The idea of buying grapes from a vineyard and paying a custom crush winery to make them into wine is nothing new. In fact, the high cost of land in places like Napa is what helped give custom crush facilities their start. During the recession larger companies like Bin to Bottle, Owl Ridge Services and Napa Wine Company benefited from growers with unsold grapes. But smaller custom crush places that serve hobbyists and small commercial labels, like Crushpad, saw their non-commerce clients dip. But now they are seeing an uptick and just this week an indy custom crush facility called DogPatch WineWorks launched in Crushpad’s home haunt. While this might be good news for DIY vinophiles, who miss making wine in the city, there is some controversy fermenting. The folks behind WineWorks include a former Crushpad staff member and investor unhappy with the company’s move to the wine country.
Surviving the downturn
It can be hard to turn a profit when you are a custom crush facility sourcing expensive fruit and every member has a vote in how their wine is made. But the company’s high end, small lot production model may have helped them survive the recent recession. Marinozzi explains,
“A lot of the luxury brands that were in the 50,000 case range were very reliant on restaurants, bars and national chain accounts — then the recession hit and they had to start discounting. You see brands go from $35.00 to $18.99. They were built up as a luxury player and now they are in Safeway.”
Online flash sales and discount sites have become commonplace as wineries try to reduce idle inventory. Marinozzi says cutting deals and degrading brand image has had a downward effect on the marketplace.
“Your Fleur de Lys and French Laundrys were not going to keep wine on their list that you could find in a grocery store. So the opportunity for the ultra small lot winemaker is right there to fill the void that was created by this downturn so a lot of Crushpad’s clients took advantage of that.”
Just like any other Bay Area renter, Crushpad has had to move a lot. The company, which started in Brill’s garage, moved to a warehouse in San Francisco’s Mission neighborhood then, again, to a larger space in the city and then to Napa to rent space from the Silverado Trail Wine Studios. The latest move to Sonoma is the one that Marinozzi says makes all the difference.

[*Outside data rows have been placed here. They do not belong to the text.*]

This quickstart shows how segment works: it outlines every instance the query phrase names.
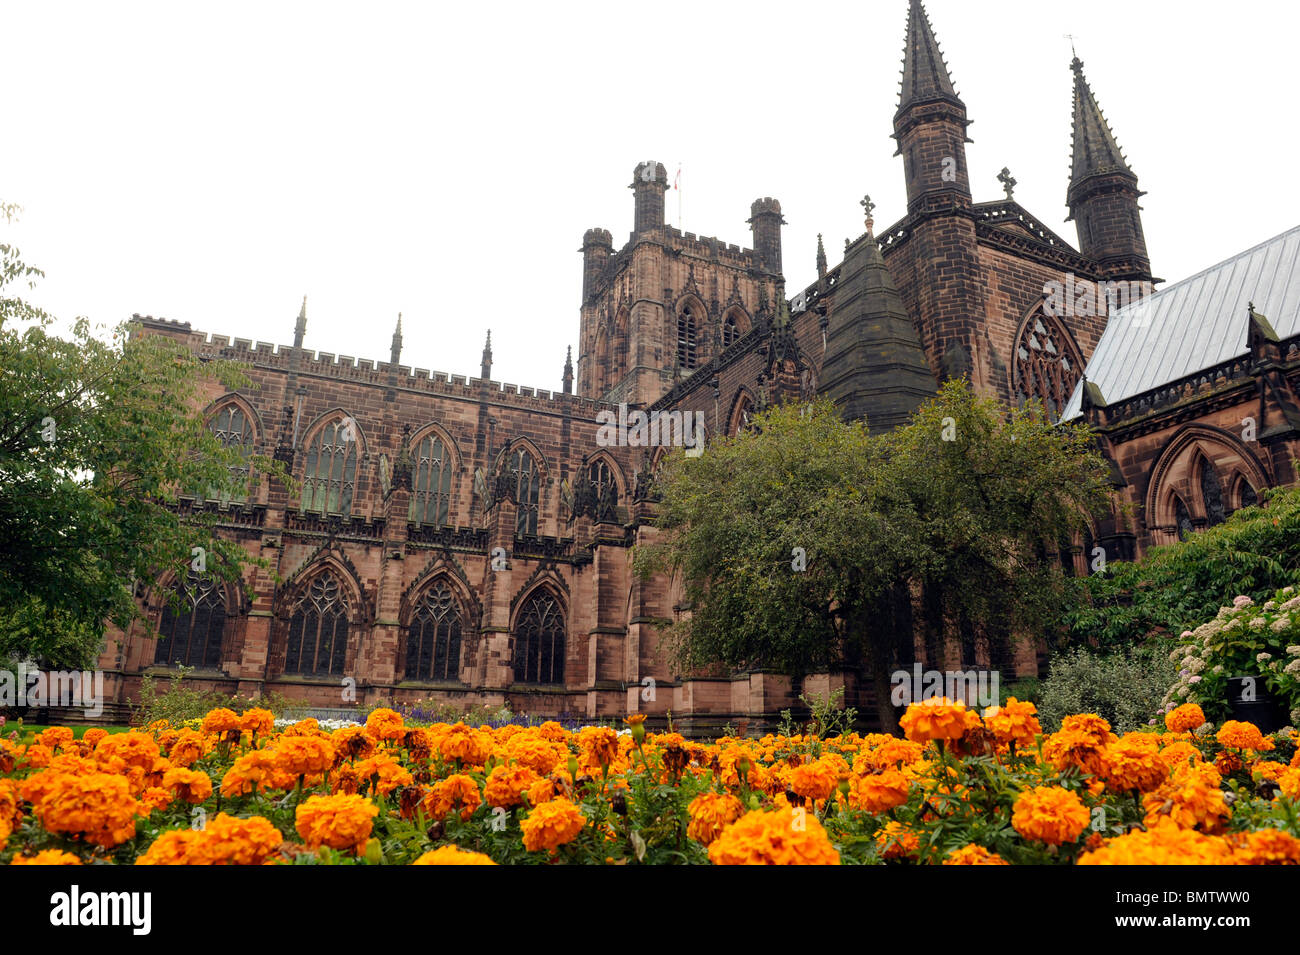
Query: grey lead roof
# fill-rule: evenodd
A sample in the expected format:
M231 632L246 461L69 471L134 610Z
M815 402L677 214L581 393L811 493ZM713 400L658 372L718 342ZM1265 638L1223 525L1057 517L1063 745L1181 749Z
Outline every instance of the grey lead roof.
M1113 404L1244 355L1250 302L1279 338L1300 333L1300 226L1112 312L1088 381Z

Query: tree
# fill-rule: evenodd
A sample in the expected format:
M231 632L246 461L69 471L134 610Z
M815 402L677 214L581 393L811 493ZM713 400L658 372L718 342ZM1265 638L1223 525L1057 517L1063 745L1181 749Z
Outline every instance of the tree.
M913 597L937 599L942 639L953 622L1038 624L1064 590L1041 541L1104 506L1105 477L1086 432L1004 417L963 383L880 436L826 402L783 405L698 458L666 459L663 537L636 566L682 581L690 612L662 631L684 667L863 669L889 729Z
M0 211L9 221L15 210ZM84 318L52 334L53 319L16 291L41 275L0 244L0 654L82 667L106 621L143 617L136 581L196 563L239 576L247 553L180 492L230 488L244 462L204 424L209 370L197 356L126 324L108 341ZM245 383L219 364L227 387Z
M1103 650L1152 634L1177 636L1214 617L1234 597L1263 603L1300 580L1300 488L1272 488L1259 506L1139 561L1113 561L1081 578L1064 639Z

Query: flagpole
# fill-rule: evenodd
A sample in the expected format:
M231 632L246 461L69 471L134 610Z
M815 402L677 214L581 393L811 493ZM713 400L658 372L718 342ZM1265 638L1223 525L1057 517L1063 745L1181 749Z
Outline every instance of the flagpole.
M677 229L679 232L685 232L686 226L682 224L682 161L677 160Z

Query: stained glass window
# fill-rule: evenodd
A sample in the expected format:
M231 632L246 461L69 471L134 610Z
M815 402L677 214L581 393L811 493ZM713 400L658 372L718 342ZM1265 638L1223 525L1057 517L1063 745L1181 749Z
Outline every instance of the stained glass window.
M564 615L545 591L524 604L515 628L515 682L564 682Z
M406 634L406 678L459 680L460 636L460 608L440 581L425 592Z
M348 604L333 574L311 582L289 619L284 671L300 676L340 676L347 657Z

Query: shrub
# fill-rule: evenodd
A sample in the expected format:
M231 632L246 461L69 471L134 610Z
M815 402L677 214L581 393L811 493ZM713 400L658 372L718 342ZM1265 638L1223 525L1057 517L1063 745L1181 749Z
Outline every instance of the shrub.
M1039 718L1052 732L1071 713L1096 713L1126 733L1150 722L1177 676L1158 649L1101 654L1076 647L1053 657L1039 687Z
M1207 719L1222 719L1228 679L1258 675L1300 722L1300 595L1284 587L1262 605L1239 595L1213 620L1184 631L1169 659L1178 672L1161 701L1165 711L1197 703Z
M291 700L278 693L249 697L228 696L217 690L201 690L193 683L185 683L185 677L191 669L178 667L175 674L168 678L166 689L161 692L154 678L145 674L140 681L140 698L131 705L132 721L139 726L148 726L157 720L166 720L170 725L178 726L186 720L201 719L209 710L218 707L236 713L260 707L280 716L288 709L304 705L301 700Z

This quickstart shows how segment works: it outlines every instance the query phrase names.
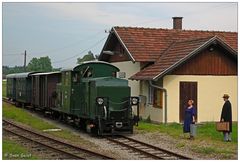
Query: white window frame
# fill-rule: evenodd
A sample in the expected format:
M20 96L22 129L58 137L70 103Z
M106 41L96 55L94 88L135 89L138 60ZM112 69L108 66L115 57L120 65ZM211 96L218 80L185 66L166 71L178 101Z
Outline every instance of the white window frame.
M153 94L154 88L152 86L148 86L148 104L153 105Z

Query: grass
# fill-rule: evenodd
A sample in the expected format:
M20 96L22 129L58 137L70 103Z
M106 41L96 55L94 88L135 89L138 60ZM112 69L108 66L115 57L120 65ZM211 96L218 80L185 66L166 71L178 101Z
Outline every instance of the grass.
M183 135L182 125L171 124L153 124L140 121L136 130L144 132L159 132L178 140L176 148L184 149L189 147L192 152L204 156L217 156L221 159L229 159L237 155L238 134L237 123L233 123L232 142L223 142L223 134L217 132L214 122L208 122L197 126L197 136L195 140L187 140Z
M29 153L29 151L22 147L21 145L10 141L8 139L4 139L2 143L3 147L3 160L34 160L38 159L36 156Z
M152 124L141 121L136 129L145 132L166 133L174 138L180 138L183 134L182 125L178 123ZM232 143L237 143L237 138L237 123L233 123ZM221 141L223 135L221 132L216 131L214 122L209 122L197 126L197 139Z
M5 102L3 102L3 116L5 118L13 119L17 122L29 125L30 127L38 130L56 128L56 126L36 118L26 110L16 108L15 106Z
M139 126L136 127L137 130L145 132L161 132L166 133L173 137L179 137L182 134L182 126L177 123L171 124L153 124L144 121L139 122Z

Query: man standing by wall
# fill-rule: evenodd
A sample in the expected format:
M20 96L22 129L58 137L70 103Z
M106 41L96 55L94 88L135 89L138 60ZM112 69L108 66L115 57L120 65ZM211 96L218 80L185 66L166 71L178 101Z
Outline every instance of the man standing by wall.
M229 95L224 94L223 100L225 101L222 113L221 113L221 121L222 122L229 122L229 131L223 132L224 135L224 141L231 142L231 132L232 132L232 105L230 103Z

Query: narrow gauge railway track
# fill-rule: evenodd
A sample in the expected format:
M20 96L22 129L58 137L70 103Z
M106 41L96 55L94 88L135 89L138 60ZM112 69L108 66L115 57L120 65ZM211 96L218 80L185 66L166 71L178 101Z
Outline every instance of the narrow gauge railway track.
M111 141L117 145L121 145L127 149L133 150L134 154L138 153L142 158L146 159L162 159L162 160L191 160L191 158L171 152L166 149L162 149L126 136L107 137L108 141Z
M86 160L102 160L114 159L79 146L60 141L58 139L46 136L39 132L30 130L20 126L12 121L3 119L3 131L11 133L19 138L28 140L38 145L44 146L51 151L60 153L60 159L86 159Z
M2 97L2 101L3 101L3 102L6 102L6 103L9 103L9 104L12 104L12 105L15 105L14 102L9 101L8 98L6 98L6 97Z

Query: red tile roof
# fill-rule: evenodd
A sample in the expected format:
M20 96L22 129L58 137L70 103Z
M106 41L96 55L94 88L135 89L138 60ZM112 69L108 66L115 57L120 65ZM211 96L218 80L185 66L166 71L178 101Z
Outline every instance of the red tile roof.
M128 51L138 62L155 62L174 41L218 36L237 51L237 33L175 29L114 27Z
M226 45L226 48L229 48L230 51L233 51L230 46L225 44L225 42L219 39L217 36L215 37L207 37L200 39L190 39L185 41L176 41L172 43L155 61L155 63L140 72L134 74L130 77L130 79L135 80L152 80L157 79L158 76L164 75L167 70L180 64L191 57L193 54L196 54L199 50L206 47L208 44L213 43L214 41L221 42ZM235 54L235 51L233 51Z

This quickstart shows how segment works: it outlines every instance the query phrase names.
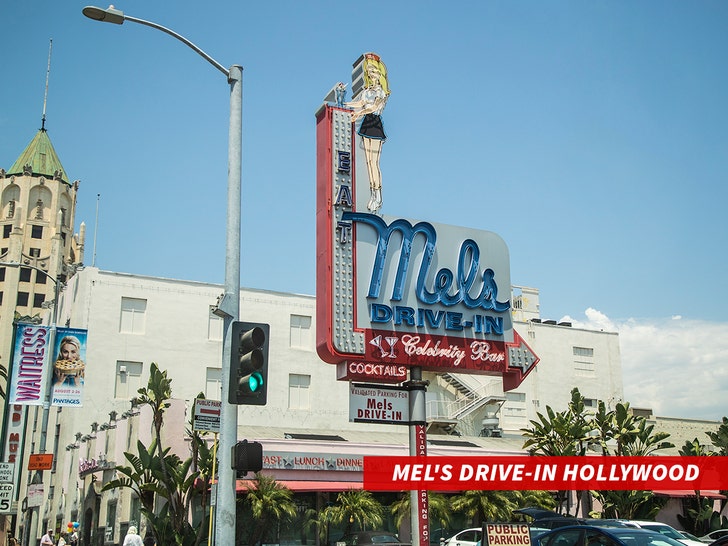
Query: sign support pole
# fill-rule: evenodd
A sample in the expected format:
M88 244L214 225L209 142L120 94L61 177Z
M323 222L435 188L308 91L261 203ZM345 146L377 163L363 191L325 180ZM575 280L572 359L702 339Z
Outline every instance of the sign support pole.
M212 443L212 479L215 480L215 463L217 463L217 432L215 433L215 439ZM219 482L220 480L218 480ZM215 486L217 488L217 485ZM217 499L215 499L217 501ZM214 523L214 516L215 516L215 505L212 504L212 499L210 499L210 526L207 531L207 546L212 546L212 529L213 529L213 523Z
M410 368L410 380L405 383L409 389L409 454L414 457L427 455L427 407L425 392L429 381L423 381L422 368ZM412 546L428 546L430 543L430 522L427 506L427 491L410 491L410 520L412 522Z

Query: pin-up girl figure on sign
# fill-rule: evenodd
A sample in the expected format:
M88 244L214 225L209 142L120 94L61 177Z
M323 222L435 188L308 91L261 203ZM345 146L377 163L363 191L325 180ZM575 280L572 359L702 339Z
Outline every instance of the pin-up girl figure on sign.
M364 55L364 88L356 100L347 102L351 108L351 121L361 119L357 133L362 137L364 157L369 173L369 189L371 195L367 208L376 212L382 206L382 172L379 169L379 158L382 145L387 139L382 125L382 111L389 97L387 67L375 53Z

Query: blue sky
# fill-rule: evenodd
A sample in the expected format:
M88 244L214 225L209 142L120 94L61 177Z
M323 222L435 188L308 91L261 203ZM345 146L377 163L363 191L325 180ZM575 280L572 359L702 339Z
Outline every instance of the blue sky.
M46 128L81 181L85 262L222 283L227 82L84 5L0 5L0 166L40 127L53 39ZM116 7L244 66L243 286L314 294L314 113L376 51L392 88L382 212L498 233L543 318L620 330L633 405L728 414L725 2ZM665 354L655 332L681 342ZM668 365L674 384L654 384Z

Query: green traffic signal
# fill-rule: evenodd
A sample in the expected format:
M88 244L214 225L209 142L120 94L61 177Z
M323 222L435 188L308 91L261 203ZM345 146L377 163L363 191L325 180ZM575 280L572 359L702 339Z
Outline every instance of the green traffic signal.
M228 402L264 406L267 402L268 324L233 322Z

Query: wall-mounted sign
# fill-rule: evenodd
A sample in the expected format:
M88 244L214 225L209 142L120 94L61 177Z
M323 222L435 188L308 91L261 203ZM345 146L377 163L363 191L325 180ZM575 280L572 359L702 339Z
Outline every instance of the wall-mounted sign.
M351 454L334 453L288 453L283 451L263 451L263 468L277 470L335 470L361 472L364 458Z
M28 457L28 470L51 470L53 453L31 453Z
M504 389L515 388L538 358L513 329L505 242L380 215L381 174L355 130L355 102L317 113L319 356L345 380L396 383L418 366L502 375Z

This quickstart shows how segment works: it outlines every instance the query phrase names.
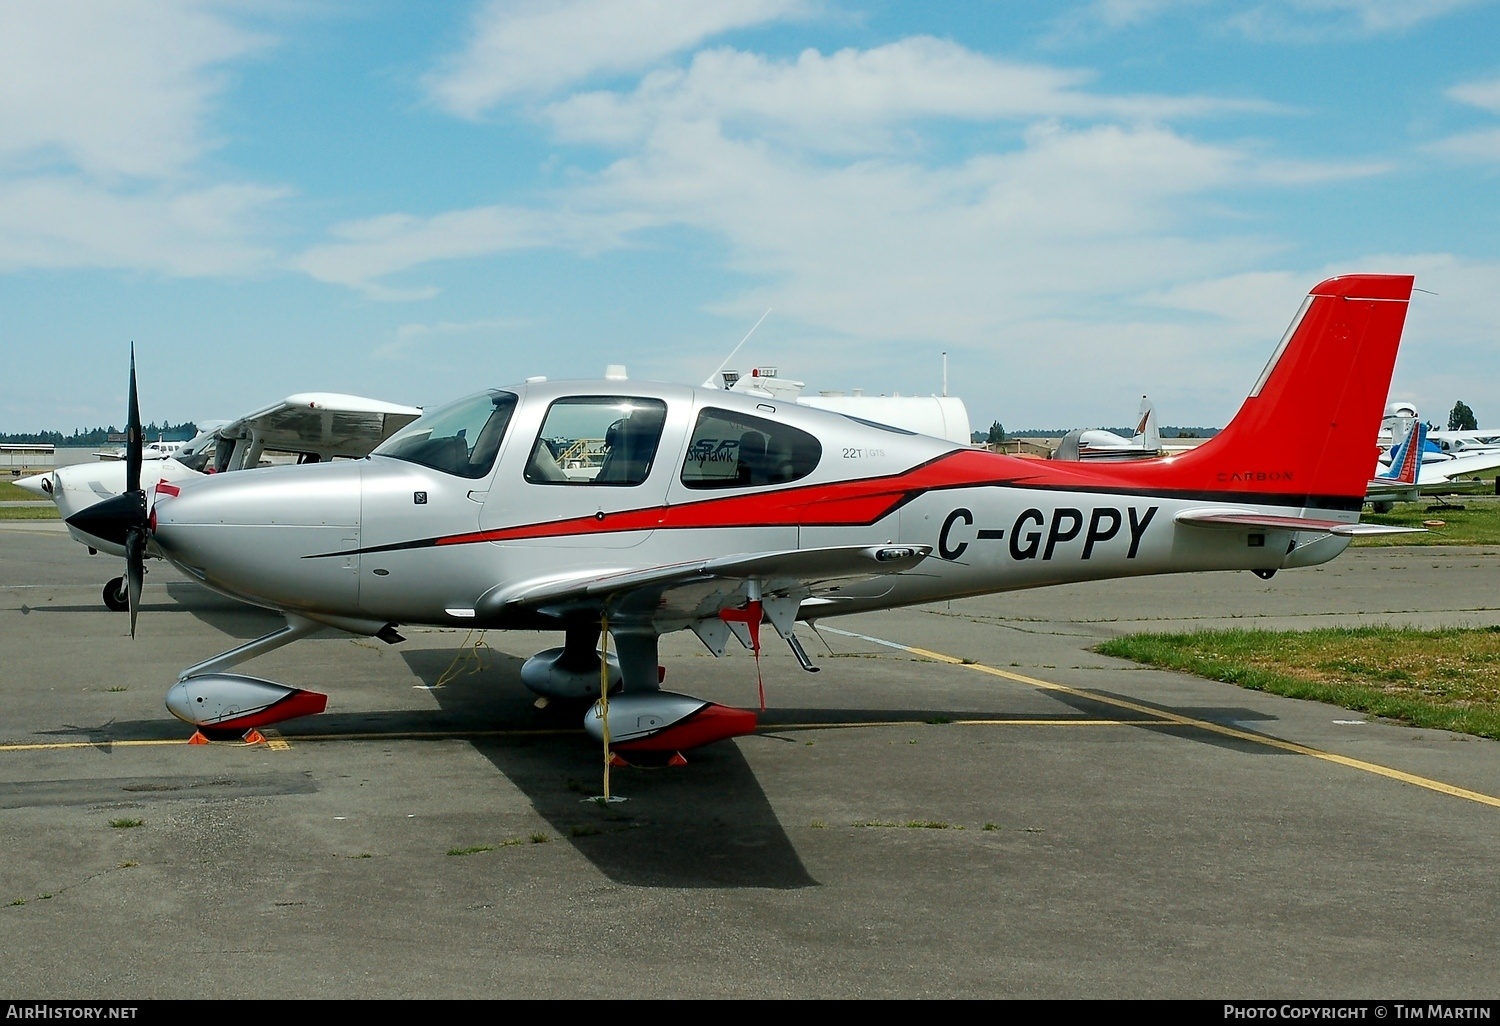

“Sebastiani is a world class operation. It’s a campus with flexibility between doing small lot production and large production and we can build up and really make it our own.”
Crushpad will exist side by side with the Sebastiani winery which is owned by Foley Family Wines. Bill Foley, now a principal investor in Crushpad, has created more space at Sebastiani after decreasing its production to focus on high-end wines. The financing deal gives Crushpad more than five thousand feet of production space plus office space, a VIP area for commerce clients and a tasting bar that will feature Crushpad client wines. You can get an idea of the new visitors center from this rough, artist rendering:
The Exploratorium of the Wine Industry
Crushpad will continue to offer wine blending and sensory analysis classes. But the new addition for consumers will be interactive multimedia stations in the wine tasting room. Visitors will be able to use prepaid cards to operate self-pouring dispensers that allow then to taste along to a number of videos showing all the elements of winemaking.
“For example, you might watch one on the vineyards of the Sonoma coast and cool climate winemaking while trying four different wines under different weather conditions. There will be this opportunity to experience the Exploratorium of the wine industry through the experience stations or take it a step higher and get involved in a class.” says Marinozzi.
Crushpad’s new tasting bar and visitor center will open this fall.